Klavyede hızla bir şeyler yazdıktan hemen sonra önlerine, Meydan'ın kamera görüntüleri açıldı. "Kılıcın arkasına koydum," dedi Poyraz Mertoğlu, Burcu Parlak'ın neresi olduğunu anlamaya çalıştığını fark ederek. Burcu Parlak başını salladı. "Ediz ofisinde duruyor ama genellikle," diye cevapladı Burcu Parlak da. Poyraz Mertoğlu muzip bir şekilde gülümsedi ve birkaç yere tıklayarak kameradaki görüntüyü değiştirdi.

"Herif odasını oldukça gizli tutuyor," dedi, Ediz Akbulut'un ofisinin görüntüleri açılırken. "Pencereden girmek zorunda kaldım," diye devam ettiğinde Burcu Parlak küçük bir kahkaha attı. "İyi alıştın sende," dedi, başını Poyraz Mertoğlu'nun omzuna yaslarken. Poyraz Mertoğlu, önüne gelen sarı saçlara kısa bir öpücük kondurdu.

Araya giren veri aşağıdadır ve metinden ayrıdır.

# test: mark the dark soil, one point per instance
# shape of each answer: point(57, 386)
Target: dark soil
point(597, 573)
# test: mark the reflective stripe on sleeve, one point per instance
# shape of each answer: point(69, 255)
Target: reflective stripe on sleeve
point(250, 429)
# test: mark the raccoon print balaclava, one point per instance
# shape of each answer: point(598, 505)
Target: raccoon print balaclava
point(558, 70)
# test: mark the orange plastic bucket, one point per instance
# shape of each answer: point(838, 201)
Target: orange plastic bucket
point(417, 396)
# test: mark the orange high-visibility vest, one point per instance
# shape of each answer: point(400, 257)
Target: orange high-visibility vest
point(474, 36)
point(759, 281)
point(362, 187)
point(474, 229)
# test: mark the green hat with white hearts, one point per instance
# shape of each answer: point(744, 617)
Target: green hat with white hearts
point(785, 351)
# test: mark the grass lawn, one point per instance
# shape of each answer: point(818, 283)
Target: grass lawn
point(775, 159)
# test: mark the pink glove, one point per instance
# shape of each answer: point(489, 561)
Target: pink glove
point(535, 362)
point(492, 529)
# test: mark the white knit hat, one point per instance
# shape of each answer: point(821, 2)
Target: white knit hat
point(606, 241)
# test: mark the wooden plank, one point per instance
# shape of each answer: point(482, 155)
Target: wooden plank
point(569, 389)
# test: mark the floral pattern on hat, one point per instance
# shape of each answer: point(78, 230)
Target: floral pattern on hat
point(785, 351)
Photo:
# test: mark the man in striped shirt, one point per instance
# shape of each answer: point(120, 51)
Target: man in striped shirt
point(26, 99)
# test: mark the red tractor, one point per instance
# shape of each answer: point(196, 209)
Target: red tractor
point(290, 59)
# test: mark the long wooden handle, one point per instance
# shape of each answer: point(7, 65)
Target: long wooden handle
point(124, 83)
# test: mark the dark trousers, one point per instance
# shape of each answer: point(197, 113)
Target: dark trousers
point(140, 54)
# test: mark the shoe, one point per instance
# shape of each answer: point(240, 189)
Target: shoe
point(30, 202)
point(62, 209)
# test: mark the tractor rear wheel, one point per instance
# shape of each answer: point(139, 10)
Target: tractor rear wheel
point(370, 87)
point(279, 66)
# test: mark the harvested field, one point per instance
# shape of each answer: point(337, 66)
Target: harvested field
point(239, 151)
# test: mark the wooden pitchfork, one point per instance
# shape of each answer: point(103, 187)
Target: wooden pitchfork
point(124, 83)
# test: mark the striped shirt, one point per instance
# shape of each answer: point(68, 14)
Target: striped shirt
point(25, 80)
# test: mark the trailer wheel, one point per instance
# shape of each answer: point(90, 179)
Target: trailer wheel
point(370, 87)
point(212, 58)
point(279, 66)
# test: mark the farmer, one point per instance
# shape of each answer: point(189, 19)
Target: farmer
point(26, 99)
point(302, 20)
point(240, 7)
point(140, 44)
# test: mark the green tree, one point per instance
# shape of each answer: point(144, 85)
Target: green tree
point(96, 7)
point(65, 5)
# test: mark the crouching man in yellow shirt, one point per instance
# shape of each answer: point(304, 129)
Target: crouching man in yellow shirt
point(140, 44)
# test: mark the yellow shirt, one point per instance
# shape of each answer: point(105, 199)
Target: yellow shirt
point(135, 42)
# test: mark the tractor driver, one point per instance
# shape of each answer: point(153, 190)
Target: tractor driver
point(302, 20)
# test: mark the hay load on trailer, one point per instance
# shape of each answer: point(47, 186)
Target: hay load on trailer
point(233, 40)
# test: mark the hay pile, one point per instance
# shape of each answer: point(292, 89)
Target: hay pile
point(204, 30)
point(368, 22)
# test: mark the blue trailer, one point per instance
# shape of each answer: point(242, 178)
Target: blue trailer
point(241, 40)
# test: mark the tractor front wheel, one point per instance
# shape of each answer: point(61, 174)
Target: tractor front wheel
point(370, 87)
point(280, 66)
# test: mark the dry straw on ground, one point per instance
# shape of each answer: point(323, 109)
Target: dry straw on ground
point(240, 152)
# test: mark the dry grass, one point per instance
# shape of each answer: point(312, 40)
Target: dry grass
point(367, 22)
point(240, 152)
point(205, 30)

İkisi de dikkatli bir şekilde ofisi izlerken, çoktan 5 dakika dolmuştu. Kapı yavaşça aralandığında ikisi de bir şey bulmuş gibi oturuşlarını düzeltti. İçeriye giren Eylül Nora ile kaşları aynı anda çatıldığında Burcu Parlak dudaklarını dişlemeye başladı. Kısa bir sürenin ardından Ediz Akbulut, karşısındaki kadını fark ettiğinde yüzüne hoş bir gülümseme yerleştirdi. "Gülüşe bak," dedi Poyraz Mertoğlu gerginlikle. Burcu Parlak gülmemek için kendisini zor tutarken ekrana biraz daha yakınlaştı. "Ses açamıyor muyuz ya?" diye sordu, bir film izliyor gibi davranarak.

Poyraz Mertoğlu ona gözlerini devirdi ve başını iki yana salladı. "Masraftan kaçabildiğim kadar kaçtım," dedi isyankar bir tonda. "Artık klüp yok," diye devam ettiğinde Burcu Parlak buruk bir şekilde gülümseyerek sevgilisine döndü. "Olsun," dedi omuzlarını silkerek. "Fakir olunca da severim seni," alaylı ses tonuyla Poyraz Mertoğlu küçük bir kahkaha attı.

Burcu Parlak'ın, Poyraz Mertoğlu'nun yanağına sulu bir öpücük bırakırken, birazdan izleyecekleri görüntüleri tahmin ediyor gibi Poyraz Mertoğlu'nun dikkatini dağıtmak istiyormuşçasına bir hali vardı.

Anlık bir şekilde Poyraz Mertoğlu, bakışlarını ekrana çevirdiğinde sinirle ayağa kalktı. "Lan!" kaşları çatılırken Burcu Parlak yanındaki ekrana baktı. İzledikleri görüntüde Eylül Nora ve Ediz Akbulut'un samimiyeti, Burcu Parlak'ın kahkaha atmasına sebep oldu. "Gülme Burcu," dedi Poyraz Mertoğlu sinirle. "Ay Poyraz ne abarttın ya, sanki biz seninle hiç yapmıyoruz." diye tekrardan alaya aldı onu Burcu Parlak.

Burcu Parlak, ekrana yakınlaşabildiği kadar yakınlaşmış bir şekilde görüntüleri izlerken heyecandan yerinde kıpır kıpır hareketler ediyordu. Eylül Nora'nın tişörtünün birden üstünden gidişi, Burcu Parlak'ın çığlık atmasıyla eş zamanda olurken Poyra Mertoğlu'nun dudaklarından bir küfür çıkmasını sağladı. 

"Oha!" dedi Burcu Parlak keyifle. "Ah Eysi, ah." diye devam ederken, Poyraz Mertoğlu sinirle ekranı kapattı. "Sikerim ben bu adamı," sert adımlarla koltukta duran ceketine ilerledi. "Ay Poyraz aç şunu," diye konuştu Burcu Parlak heyecanla. Poyraz Mertoğlu, sert ve tehdit barındıran gözlerini kendisine çevirdiğinde Burcu Parlak gülümseyerek önüne döndü.